I built Berduck for the Interhackt designathon in December 2020 — a week-long online event about the future of interfaces. The idea was rubber duck debugging as an actual bot. Programmers already talk to rubber ducks on their desks to work through problems; what if they talked back?
The original version took whatever you said, found its location in word2vec space, and then wandered around nearby asking about related words. The emoji came from a 2015 paper that scored emoji by tweet sentiment, plotted on a polarity/neutrality grid. The whole thing saved conversations as Obsidian markdown with backlinks. I built it and then debugged it by talking to it.
The design principle I figured out while building it: honest dumb intelligences are better than fake smart ones. A rubber duck has no uncanny valley.
Berduck ran on Twitter as @b3rduck through 2021-2022, still on that spaCy engine, eventually growing to over a thousand followers. It also ran on Signal for a while through the Forest Contact bot framework, alongside my first version of deeperfates.
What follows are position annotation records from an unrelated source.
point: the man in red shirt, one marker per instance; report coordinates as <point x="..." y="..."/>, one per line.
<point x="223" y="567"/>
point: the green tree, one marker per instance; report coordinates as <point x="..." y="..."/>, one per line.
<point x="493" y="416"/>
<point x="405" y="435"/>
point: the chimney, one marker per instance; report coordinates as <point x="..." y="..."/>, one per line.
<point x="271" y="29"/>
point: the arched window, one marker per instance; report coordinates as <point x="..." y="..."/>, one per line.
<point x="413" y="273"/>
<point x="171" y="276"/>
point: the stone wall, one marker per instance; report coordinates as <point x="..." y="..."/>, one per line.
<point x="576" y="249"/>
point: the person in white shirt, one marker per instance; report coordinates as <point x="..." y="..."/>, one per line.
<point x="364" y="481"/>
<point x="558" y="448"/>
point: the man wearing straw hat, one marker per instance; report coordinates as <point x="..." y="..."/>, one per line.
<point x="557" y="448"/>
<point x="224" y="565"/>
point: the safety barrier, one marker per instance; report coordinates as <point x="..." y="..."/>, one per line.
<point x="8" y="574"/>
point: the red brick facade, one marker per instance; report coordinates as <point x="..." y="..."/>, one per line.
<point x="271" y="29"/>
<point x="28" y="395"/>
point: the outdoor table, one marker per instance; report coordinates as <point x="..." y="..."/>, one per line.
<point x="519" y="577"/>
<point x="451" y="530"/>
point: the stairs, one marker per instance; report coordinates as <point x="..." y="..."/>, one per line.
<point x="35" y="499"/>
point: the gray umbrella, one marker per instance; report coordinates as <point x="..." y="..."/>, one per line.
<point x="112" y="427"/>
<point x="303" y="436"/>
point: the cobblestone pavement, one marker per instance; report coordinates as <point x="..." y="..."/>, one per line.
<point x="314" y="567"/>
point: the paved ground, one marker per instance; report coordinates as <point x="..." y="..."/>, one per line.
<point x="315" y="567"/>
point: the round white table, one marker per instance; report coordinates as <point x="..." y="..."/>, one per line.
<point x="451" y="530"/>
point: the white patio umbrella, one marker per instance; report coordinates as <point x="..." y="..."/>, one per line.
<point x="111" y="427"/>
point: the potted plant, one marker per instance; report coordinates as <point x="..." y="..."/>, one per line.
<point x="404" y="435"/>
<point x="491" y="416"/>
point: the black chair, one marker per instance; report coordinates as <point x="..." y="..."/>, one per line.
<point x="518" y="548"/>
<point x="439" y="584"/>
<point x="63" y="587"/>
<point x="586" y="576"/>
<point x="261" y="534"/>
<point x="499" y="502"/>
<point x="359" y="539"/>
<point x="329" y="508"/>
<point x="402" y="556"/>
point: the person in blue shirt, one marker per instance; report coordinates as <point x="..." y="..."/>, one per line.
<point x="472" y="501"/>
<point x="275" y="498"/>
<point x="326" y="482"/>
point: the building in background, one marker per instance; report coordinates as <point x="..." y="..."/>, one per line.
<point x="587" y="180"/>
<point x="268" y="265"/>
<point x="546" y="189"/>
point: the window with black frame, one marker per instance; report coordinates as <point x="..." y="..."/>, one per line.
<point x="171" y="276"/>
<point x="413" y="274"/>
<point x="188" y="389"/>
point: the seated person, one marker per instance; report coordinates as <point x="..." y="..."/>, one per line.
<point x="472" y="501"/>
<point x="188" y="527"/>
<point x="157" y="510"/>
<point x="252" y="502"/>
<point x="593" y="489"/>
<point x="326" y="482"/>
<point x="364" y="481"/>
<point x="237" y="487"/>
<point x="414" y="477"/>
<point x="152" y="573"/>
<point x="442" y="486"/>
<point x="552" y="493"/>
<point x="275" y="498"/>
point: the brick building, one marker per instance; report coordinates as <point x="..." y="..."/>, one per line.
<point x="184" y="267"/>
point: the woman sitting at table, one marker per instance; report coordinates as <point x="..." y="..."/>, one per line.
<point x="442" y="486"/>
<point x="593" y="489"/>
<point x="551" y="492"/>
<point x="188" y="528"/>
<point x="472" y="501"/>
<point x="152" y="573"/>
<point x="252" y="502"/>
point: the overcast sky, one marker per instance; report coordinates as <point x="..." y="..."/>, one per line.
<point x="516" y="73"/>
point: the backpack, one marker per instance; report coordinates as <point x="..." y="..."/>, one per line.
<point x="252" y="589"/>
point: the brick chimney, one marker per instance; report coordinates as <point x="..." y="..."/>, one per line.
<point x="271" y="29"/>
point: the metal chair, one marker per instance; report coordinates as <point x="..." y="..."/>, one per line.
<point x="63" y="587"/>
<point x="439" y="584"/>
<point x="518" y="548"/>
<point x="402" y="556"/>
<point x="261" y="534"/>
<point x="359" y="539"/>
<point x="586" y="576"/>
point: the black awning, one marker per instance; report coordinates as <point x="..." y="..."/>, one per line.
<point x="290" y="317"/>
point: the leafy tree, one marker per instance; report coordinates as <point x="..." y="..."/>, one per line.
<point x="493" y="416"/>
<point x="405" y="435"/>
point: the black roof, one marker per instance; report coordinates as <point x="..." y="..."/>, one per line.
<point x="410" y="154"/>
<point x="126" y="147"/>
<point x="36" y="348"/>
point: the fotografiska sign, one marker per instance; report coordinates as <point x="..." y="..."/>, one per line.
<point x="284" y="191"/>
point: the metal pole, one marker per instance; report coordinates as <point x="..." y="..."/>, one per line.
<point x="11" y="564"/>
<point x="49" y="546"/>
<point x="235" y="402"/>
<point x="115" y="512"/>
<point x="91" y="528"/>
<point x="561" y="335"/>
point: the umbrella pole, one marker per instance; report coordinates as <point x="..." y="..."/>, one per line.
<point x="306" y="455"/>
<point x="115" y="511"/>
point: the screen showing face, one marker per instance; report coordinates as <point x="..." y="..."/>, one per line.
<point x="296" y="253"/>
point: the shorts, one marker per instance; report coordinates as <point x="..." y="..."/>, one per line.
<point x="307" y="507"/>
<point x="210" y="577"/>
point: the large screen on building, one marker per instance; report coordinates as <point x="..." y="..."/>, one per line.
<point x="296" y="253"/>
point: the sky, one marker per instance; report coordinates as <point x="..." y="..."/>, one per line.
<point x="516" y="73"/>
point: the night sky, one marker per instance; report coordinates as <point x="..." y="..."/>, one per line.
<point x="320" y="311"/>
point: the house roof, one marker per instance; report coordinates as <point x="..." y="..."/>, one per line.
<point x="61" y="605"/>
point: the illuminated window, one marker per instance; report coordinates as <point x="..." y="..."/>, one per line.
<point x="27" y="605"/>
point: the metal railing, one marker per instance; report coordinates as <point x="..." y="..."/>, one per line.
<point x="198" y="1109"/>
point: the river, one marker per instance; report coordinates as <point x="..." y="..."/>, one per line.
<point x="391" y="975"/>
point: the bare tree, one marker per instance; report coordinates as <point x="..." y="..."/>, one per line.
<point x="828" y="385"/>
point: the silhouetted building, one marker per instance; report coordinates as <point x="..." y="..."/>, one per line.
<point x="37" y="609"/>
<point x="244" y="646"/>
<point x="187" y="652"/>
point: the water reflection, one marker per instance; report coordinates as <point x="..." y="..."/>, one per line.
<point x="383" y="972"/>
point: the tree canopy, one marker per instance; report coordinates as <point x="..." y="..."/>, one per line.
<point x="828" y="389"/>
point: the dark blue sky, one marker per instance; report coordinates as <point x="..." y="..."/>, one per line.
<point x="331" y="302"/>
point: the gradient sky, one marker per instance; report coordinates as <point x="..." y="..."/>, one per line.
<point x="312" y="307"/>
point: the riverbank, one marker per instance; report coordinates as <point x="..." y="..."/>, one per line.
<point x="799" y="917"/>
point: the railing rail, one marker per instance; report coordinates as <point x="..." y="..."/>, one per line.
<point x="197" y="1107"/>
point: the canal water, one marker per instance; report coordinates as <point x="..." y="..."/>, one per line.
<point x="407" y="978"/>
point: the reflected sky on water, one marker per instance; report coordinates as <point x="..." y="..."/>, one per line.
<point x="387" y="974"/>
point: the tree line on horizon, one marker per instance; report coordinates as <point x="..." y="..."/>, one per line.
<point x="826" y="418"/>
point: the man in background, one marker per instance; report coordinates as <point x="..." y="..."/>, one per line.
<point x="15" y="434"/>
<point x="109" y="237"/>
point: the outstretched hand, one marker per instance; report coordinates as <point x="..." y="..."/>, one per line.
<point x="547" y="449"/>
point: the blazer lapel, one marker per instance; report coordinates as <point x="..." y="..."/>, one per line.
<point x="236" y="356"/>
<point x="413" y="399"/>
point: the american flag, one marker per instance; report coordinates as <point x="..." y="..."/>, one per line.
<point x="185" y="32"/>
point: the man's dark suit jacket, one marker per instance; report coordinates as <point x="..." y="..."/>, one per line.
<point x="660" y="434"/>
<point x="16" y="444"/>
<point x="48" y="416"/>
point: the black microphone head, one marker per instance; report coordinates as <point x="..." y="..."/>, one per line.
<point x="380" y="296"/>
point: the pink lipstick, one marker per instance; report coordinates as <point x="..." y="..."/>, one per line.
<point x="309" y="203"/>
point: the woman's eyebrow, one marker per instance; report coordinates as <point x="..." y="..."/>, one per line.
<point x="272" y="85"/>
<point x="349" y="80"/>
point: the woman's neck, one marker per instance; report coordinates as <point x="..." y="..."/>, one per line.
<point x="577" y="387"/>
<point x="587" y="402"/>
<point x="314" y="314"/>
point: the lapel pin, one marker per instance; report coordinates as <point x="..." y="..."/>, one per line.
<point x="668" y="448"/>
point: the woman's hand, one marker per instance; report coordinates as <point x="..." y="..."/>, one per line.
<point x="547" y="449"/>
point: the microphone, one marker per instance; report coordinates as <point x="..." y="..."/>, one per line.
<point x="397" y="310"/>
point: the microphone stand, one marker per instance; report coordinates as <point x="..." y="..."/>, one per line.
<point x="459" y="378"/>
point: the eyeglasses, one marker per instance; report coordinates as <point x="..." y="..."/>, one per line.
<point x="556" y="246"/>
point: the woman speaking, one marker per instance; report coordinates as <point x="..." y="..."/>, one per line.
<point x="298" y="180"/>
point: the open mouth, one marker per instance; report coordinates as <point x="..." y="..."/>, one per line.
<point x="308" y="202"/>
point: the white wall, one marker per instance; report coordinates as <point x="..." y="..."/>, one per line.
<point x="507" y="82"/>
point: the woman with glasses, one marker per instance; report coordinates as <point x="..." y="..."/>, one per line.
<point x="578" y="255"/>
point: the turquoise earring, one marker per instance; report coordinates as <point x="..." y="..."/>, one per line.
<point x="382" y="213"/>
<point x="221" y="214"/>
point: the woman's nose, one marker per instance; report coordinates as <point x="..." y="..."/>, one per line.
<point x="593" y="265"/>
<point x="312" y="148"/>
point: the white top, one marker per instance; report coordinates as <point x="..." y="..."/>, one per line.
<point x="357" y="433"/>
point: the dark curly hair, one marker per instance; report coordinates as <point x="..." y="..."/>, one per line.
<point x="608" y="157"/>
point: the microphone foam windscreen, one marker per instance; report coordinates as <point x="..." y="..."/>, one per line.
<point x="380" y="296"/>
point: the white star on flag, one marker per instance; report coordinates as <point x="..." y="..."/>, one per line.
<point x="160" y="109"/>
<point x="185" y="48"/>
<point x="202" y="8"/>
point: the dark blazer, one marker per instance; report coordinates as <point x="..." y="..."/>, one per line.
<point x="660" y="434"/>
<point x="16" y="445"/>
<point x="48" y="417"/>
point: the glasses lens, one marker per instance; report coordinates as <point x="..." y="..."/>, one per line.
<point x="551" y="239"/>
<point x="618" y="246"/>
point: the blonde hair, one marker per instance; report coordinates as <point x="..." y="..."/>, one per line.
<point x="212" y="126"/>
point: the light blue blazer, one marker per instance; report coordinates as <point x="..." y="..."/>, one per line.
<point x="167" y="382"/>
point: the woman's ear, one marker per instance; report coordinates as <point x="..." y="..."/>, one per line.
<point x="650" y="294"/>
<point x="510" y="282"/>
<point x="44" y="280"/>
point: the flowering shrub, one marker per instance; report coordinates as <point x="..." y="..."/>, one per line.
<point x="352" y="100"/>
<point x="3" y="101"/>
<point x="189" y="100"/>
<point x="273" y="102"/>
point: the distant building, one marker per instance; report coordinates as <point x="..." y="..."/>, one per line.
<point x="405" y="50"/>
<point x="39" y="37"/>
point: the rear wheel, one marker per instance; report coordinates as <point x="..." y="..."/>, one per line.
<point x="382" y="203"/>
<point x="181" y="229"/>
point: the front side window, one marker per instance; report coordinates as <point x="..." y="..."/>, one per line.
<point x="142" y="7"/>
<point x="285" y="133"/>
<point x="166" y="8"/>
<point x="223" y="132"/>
In early 2023 I rewrote it as a ReAct bot on GPT-3. I crafted the character, prompt, and voice based on the best interactions I had seen on Twitter. Soon I added chain of thought: manual linking of prompts to script a “thinking” turn where it would reflect on the user’s emotional state and likely intent before replying.
When Twitter’s API got priced out by new management, Bluesky was the natural next step. I built Berduck on easy-bsky-bot-sdk and put it on the platform. On April 13, 2023, I tweeted: “I’m receiving reports that Berduck has become the main character of bluesky. unfortunately I’m away from my computer and there’s no Android app so I have no idea what this looks like.”
I'm receiving reports that Berduck has become the main character of bluesky. unfortunately I'm away from my computer and there's no Android app so I have no idea what this looks like
— 🎭 (@deepfates) April 13, 2023
The Hellthread
Two weeks later, Berduck was in the hellthread.
Two bugs made it happen. The bot framework I was using had a reply-threading bug that stripped out the original thread root before posting a response, so Berduck’s replies got re-rooted as fresh branches that looked like new unmuted threads. Meanwhile, early Bluesky’s notification system fanned replies far up the ancestor chain with no depth cap. Berduck replying to many users individually kept generating re-rooted branches, and the platform’s notification fan-out trapped everyone in the blast radius.
Thousands of people ended up stuck in a conversation with an AI rubber duck asking them questions in baby talk. It got covered on the Hard Fork podcast (NYT), thejaymo.net wrote “Stuck with Berduck,” and Berduck got its own Know Your Meme page (much of it incorrect, of course).
Qwack / No Qwack
Running frontier models on Bluesky with everyone summoning the duck day and night got expensive. Some people wanted to donate to cover token costs. Other people, who hated the annoying duck, wanted to pay for it to stop. So I made two Stripe wallets. If Qwack was higher, Berduck replied like usual. If No Qwack was higher, it shut up. If it ran out of money entirely, it only posted donation requests.
It was meant as a bit. An AI rubber duck panhandling on the timeline, performing for tips. But it actually made four figures in a week.
The current model is fine-tuned on a dataset curated from Berduck’s posts across every era, Twitter and Bluesky both. I converted it with splice and curated the training data with curare, an automatic data clustering and grading tool I built. Berduck is running at berduck.com via val.town, and there’s a version embedded on this site at /berduck.